From the above histograms, we could confirm that the thresholds we used detect reasonably small portion of dataset as failures.

3.2 Create training / test dataset

We want to create a training and test dataset in this section. We will define one data point as (24,4) array which consists of 4 sensors for 24 hours (daily). We will split training and test data using machineID.

We will use the following three variables in the following sections:

keys: keys will be used to group_by the whole dataset
features: features are the columns that will be used to build models
class_map: class_map will map the faulty component string (ex: ‘comp1’) to integer. ‘non-failure’ will be mapped to integer 0.

keys = ['machineID', 'date']
features = ['volt', 'rotate', 'pressure', 'vibration']
class_map = {'comp1': 1, 'comp2': 2, 'comp4':3}

Remove 2016-01-01 because machine has only one hour data on this date.

import datetime

df_model3 = df_model3[df_model3.date != datetime.datetime(2016, 1, 1).date()]
df_model3.shape

(306600, 9)

Split the entire dataset into Training and Test datasets with split_ratio 3:2

import numpy as np

test_ratio = 0.4
n_split = int(df_model3.machineID.nunique() * test_ratio)
model3_ids = df_model3.machineID.unique()
rng = np.random.default_rng(42)
rng.shuffle(model3_ids)


model3_ids_for_train = model3_ids[n_split:]
model3_ids_for_test = model3_ids[:n_split]

df_model3_train = df_model3[df_model3.machineID.isin(model3_ids_for_train)]
df_model3_test = df_model3[df_model3.machineID.isin(model3_ids_for_test)]
print(df_model3_train.shape, df_model3_test.shape)

(183960, 9) (122640, 9)

Let’s check out how many data points we will have in train and test dataset. Again, each data point will have (24, 4) shape which is (24 hours and 4 features).

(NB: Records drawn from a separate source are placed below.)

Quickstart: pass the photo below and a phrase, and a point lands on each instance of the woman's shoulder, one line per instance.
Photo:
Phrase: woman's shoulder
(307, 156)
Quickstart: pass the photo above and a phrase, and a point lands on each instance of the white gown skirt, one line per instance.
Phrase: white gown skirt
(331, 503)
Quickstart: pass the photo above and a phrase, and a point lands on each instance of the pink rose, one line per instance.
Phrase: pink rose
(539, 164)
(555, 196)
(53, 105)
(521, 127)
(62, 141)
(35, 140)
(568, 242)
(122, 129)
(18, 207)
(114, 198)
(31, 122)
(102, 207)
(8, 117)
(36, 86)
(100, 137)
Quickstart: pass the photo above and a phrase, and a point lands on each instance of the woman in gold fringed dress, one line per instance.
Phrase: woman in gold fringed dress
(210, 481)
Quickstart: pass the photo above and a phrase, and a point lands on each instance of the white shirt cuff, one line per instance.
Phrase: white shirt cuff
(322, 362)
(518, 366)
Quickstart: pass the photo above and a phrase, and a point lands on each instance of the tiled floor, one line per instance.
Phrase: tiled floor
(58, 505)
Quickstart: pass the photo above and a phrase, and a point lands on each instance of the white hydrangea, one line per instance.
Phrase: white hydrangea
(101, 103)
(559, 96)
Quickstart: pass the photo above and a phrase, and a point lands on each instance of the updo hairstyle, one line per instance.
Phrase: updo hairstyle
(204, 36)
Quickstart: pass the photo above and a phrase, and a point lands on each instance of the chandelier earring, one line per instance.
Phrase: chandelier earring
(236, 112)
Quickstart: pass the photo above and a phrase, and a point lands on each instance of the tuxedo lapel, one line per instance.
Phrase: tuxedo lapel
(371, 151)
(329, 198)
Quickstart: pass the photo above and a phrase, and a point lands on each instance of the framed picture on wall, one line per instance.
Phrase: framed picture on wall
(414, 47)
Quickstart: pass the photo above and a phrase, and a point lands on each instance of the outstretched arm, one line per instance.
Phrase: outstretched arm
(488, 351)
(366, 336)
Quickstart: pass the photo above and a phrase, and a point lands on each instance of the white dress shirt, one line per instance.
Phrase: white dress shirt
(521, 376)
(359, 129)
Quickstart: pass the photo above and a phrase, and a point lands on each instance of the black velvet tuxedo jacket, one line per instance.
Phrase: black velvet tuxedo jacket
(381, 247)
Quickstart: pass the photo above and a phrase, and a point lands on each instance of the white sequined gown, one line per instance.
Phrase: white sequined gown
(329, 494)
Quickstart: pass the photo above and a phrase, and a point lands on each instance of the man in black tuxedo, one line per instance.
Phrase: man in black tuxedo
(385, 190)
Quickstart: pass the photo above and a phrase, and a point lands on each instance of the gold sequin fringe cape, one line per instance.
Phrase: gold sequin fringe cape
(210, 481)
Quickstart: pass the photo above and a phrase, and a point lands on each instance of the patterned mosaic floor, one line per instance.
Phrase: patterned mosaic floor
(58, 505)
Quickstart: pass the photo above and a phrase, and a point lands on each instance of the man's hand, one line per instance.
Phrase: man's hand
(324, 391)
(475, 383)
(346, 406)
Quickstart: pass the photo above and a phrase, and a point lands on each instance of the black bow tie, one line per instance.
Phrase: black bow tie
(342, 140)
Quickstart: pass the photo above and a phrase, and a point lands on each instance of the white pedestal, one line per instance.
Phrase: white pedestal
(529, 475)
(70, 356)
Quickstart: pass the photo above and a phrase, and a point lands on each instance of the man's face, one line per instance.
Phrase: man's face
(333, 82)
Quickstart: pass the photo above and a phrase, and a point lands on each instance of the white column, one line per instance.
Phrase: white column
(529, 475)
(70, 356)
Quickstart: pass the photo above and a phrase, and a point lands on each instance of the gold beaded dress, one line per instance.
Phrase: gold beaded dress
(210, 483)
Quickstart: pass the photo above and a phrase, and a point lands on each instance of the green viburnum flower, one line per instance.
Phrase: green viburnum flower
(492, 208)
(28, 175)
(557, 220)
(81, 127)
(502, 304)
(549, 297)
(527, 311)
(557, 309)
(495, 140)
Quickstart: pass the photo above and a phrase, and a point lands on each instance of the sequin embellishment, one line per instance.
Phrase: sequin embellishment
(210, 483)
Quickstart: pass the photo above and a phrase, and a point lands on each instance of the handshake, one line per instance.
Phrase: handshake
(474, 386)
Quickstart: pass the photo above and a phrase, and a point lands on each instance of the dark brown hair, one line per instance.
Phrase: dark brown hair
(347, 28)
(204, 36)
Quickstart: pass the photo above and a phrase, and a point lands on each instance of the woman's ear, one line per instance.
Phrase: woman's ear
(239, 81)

temp_gb = df_model3_train.groupby(keys)
list_of_train_daily = [item for item in temp_gb]

temp_gb = df_model3_test.groupby(keys)
list_of_test_daily = [item for item in temp_gb]

print(f'number of data points in train dataset: {len(list_of_train_daily)}')
print(f'number of data points in test dataset: {len(list_of_test_daily)}')

number of data points in train dataset: 7665
number of data points in test dataset: 5110

From the above EDA, we found that failures can be detected one~two days earlier than the recorded date of failure and it is also reasonable to say that there is a one day gap between machine failed date and repair date. So, we will use (recorded repair date - 1 day) as a ground truth date of machine failure.

from datetime import timedelta
df_failures['datetime'] = pd.to_datetime(df_failures['datetime'])
df_failures['date'] = df_failures['datetime'].apply(lambda x: x.date())
df_failures['date_1'] = df_failures['date'] - timedelta(days=1)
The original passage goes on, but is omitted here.